Surabaya, Berita Geospasial – Sejak 2019, Badan Informasi Geospasial (BIG) telah berhasil membangun 290 stasiun pasang surut (pasut) Indonesia Tsunami Early Warning System (InaTEWS). Dalam rangka sinkronisasi dan harmonisasi pengelolaannya, BIG menggelar ‘Focus Group Discussion (FGD) Evaluasi Pembangunan Stasiun Pasang Surut InaTEWS’ pada 18 November 2024.
“Indonesia memerlukan banyak data pasut. Maka dari itu, sinergi pengelola dermaga baik Direktorat Jenderal Perhubungan Laut (Ditjen Hubla) Kementerian Perhubungan (Kemenhub), Kementerian Kelautan dan Perikanan (KKP), maupun pemerintah daerah penting dilakukan. Hal ini agar penyebaran, pemanfaatan, dan pelayanannya bisa lebih optimal,” ujar Plt. Direktur Sistem Referensi Geospasial BIG Bayu Triyogo Widyantoro ketika membuka acara yang digelar di Hotel Novotel Samator Surabaya ini.
Bayu juga berharap FGD ini dapat menghasilkan rekomendasi teknis untuk perbaikan dan pengembangan InaTEWS. Sehingga tercapai kesepakatan bersama atas asas kebermanfaatan, terutama terkait mitigasi bencana.
Senada, Deputi Bidang Informasi Geospasial Dasar BIG, Mohamad Arief Syafii juga mengungkapkan bahwa BIG perlu mendapatkan masukan, saran, dan evaluasi dari instansi mitra pengelola pelabuhan untuk memudahkan proses pembangunan stasiun pasang surut periode Rencana Pembangunan Jangka Menengah Nasional (RPJMN) 2025-2029.

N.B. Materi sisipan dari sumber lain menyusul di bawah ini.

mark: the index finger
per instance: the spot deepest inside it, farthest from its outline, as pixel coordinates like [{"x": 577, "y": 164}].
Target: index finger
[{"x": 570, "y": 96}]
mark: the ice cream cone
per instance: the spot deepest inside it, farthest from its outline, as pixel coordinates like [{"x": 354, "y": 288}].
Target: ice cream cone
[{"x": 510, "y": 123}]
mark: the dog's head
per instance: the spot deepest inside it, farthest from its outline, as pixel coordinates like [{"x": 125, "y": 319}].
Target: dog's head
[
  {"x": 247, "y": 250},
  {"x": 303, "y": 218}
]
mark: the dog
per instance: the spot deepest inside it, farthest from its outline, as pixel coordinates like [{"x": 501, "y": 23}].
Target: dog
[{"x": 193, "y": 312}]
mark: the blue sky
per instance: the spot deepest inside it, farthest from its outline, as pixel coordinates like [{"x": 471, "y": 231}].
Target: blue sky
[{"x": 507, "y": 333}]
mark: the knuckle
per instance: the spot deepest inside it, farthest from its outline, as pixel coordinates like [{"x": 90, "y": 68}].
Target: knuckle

“Lebih lanjut, guna merencanakan keberlangsungan dan kebermanfaatan data pasut diperlukan pembentukan kepengurusan Konsorsium Pasang Surut (KomPas) Indonesia. KomPas diharapkan menjadi wadah bagi produsen, pengguna, maupun pengelola pelabuhan tempat stasiun pasut berlokasi untuk bersama-sama melakukan diseminasi, inovasi, dan pengembangan teknologi terkait data pasut di Indonesia,” tutur Arief.
Pada forum ini, dipaparkan materi terkait evaluasi sebaran pasang surut dan sinkronisasi ketersediaan dermaga, sebaran pasang surut untuk mendukung mitigasi bencana, serta perumusan kepengurusan KomPas.
Dalam paparannya, Napoleon, Penilik Kepelabuhan dari Ditjen Hubla Kemenhub menyatakan bahwa data pasut yang akurat dari pengamatan pasut dalam jangka waktu lama diperlukan untuk perencanaan pelabuhan.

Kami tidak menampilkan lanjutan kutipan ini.